Insomma, un addio emozionante ma anche in qualche modo mitigato dalle tante retoriche in azione, come del resto quello di un mese prima alla Nazionale, al Ferraris di Genova, quando Trapattoni – lo stesso allenatore che non aveva voluto Baggio ai Mondiali di Giappone e Corea 2002, infliggendogli la peggiore delusione dalla carriera, e naturalmente non l’aveva mai convocato dopo – gli aveva concesso una passerella d’addio nel mezzo della girandola di cambi di un’amichevole con la Spagna le cui sole ragioni di permanenza negli annali risiedono appunto nell’addio di Baggio e nel primo gol in maglia roja del niño Fernando Torres.

 

A rovesciare le retoriche senza bisogno di alzare la voce, come del resto ha fatto per tutta la carriera, sarà Baggio stesso, che tornerà più volte sul momento del suo addio definendolo «una liberazione». Una liberazione dal dolore fisico, certo, perché come racconta sua moglie Andreina nelle ultime stagioni al ritorno a casa dopo le partite col Brescia Baggio non riusciva nemmeno a scendere dalla macchina. Ma anche una liberazione spirituale: lo dimostra negli anni successivi la decisione di allontanarsi dal mondo del calcio, e di rientrarci solo dopo molto tempo per presentare alla Federazione un gigantesco progetto di riforma radicale, che sarà naturalmente ignorato.

 

Del resto la solitudine e l’incomprensione sono state due costanti della carriera di Baggio, e probabilmente hanno pesato almeno quanto i gol e le giocate nel tracciare la mappa sinaptica della sua straordinaria popolarità in un paese dove tutti si sentono geniali e misconosciuti.

 

La carriera di Baggio, uno degli ultimi veri predestinati del nostro calcio, uno che mentre veniva bocciato in seconda media aveva addosso gli occhi degli osservatori di tutta Italia (e parliamo di quasi mezzo secolo fa, quando le reti dello scouting non erano certo capillari come adesso), è iniziata come una linea retta, quella che lui immaginava di poter tracciare verso la porta avversaria ogni volta che la palla gli capitava tra i piedi.
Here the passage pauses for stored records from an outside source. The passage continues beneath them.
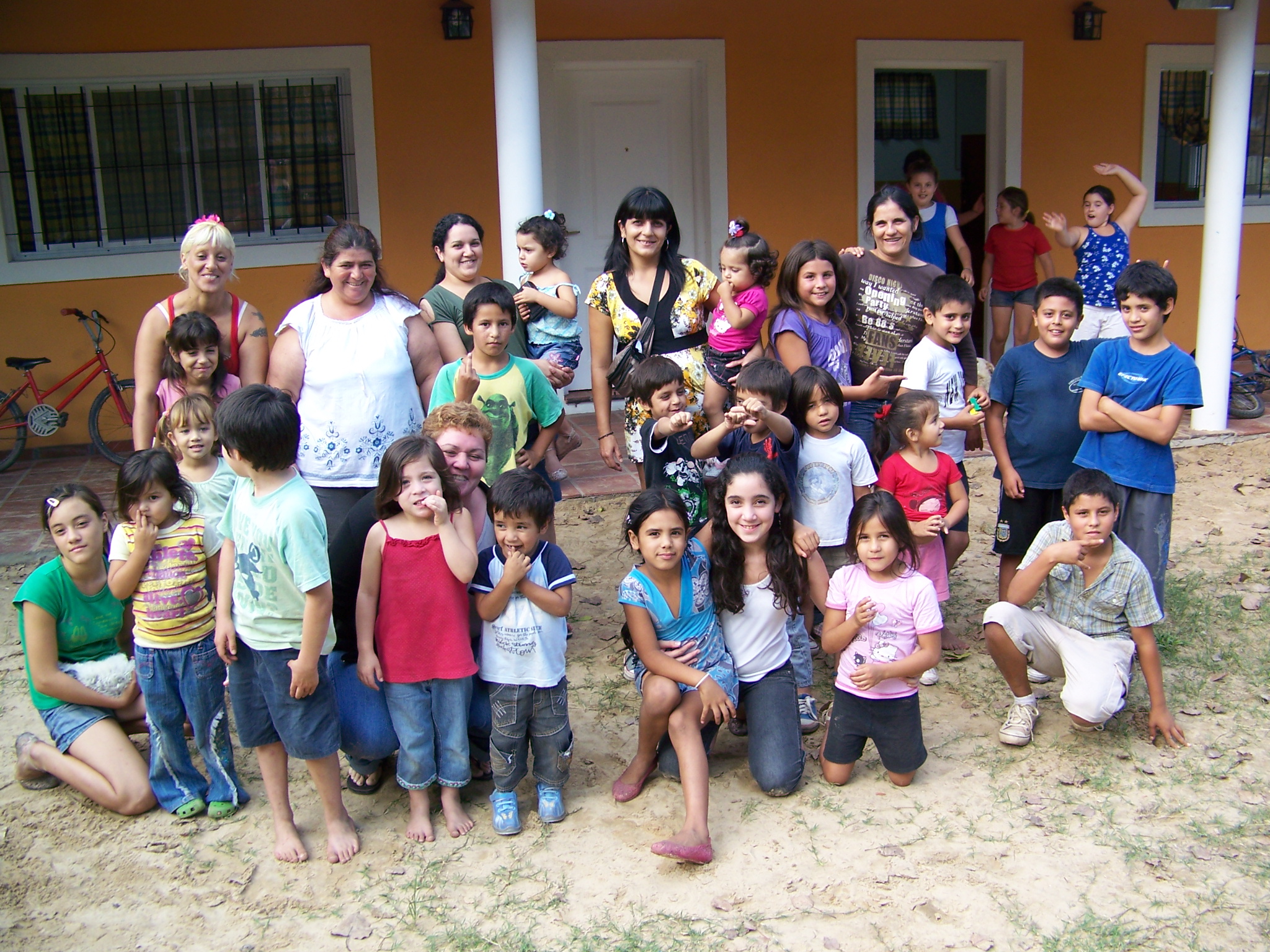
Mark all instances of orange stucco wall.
[0,0,1270,447]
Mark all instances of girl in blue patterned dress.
[613,486,738,863]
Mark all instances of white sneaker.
[797,694,820,734]
[997,703,1040,747]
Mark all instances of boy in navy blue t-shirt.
[1076,262,1204,608]
[985,278,1103,602]
[692,358,800,498]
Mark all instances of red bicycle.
[0,307,135,472]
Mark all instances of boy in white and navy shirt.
[470,469,577,837]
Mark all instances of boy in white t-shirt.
[470,469,577,837]
[899,274,988,604]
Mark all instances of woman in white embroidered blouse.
[268,222,441,534]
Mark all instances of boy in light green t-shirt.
[216,383,361,863]
[428,282,564,482]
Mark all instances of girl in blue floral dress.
[613,486,738,863]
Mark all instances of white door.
[540,41,726,390]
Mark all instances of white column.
[1188,0,1258,430]
[491,0,542,282]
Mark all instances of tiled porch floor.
[0,414,1270,565]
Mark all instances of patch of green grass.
[1041,913,1144,952]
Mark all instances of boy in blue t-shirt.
[985,278,1103,602]
[216,383,361,863]
[692,358,800,499]
[1076,262,1204,608]
[470,470,577,837]
[428,281,564,480]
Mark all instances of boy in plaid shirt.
[983,470,1186,746]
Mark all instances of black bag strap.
[635,260,665,359]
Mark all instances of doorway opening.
[874,70,988,353]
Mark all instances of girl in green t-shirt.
[12,482,155,815]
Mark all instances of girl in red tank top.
[357,434,476,842]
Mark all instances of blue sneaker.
[489,790,521,837]
[538,783,564,822]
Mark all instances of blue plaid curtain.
[874,73,940,139]
[1160,70,1208,146]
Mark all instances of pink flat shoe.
[652,839,714,866]
[613,760,657,803]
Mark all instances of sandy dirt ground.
[0,439,1270,952]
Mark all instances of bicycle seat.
[4,356,48,371]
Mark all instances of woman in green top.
[12,482,155,816]
[419,213,573,389]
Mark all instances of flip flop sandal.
[344,767,385,796]
[12,731,62,790]
[554,430,582,459]
[171,797,207,820]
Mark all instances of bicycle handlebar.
[62,307,110,324]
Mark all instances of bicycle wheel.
[1227,381,1266,420]
[0,390,27,472]
[87,379,135,466]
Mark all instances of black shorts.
[945,464,970,532]
[703,344,748,394]
[820,687,926,773]
[992,486,1063,556]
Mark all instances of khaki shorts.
[983,602,1137,723]
[1072,305,1129,340]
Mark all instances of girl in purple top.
[772,240,903,411]
[703,218,779,428]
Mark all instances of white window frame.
[1138,43,1270,229]
[0,46,380,284]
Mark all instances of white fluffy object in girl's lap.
[57,654,136,697]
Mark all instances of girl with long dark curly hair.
[659,453,829,797]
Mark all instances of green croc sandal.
[207,800,238,820]
[171,797,207,820]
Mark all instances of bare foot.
[273,816,309,863]
[669,826,710,847]
[405,790,437,843]
[441,787,476,837]
[326,814,362,863]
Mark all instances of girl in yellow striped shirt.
[109,449,247,819]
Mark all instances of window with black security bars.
[0,77,357,258]
[1156,70,1270,206]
E si è svolta invece come un percorso tortuoso, con abissi di dolore eccessivi per una vicenda sportiva – «se mi vuoi bene uccidimi» disse Baggio nemmeno ventenne alla madre, avendo appena visto la forma mostruosa e tumefatta che aveva preso la sua gamba destra dopo la seconda operazione chirurgica – e improvvisi squarci di rivalsa, meravigliosi e abbaglianti come lampi in una notte senza stelle.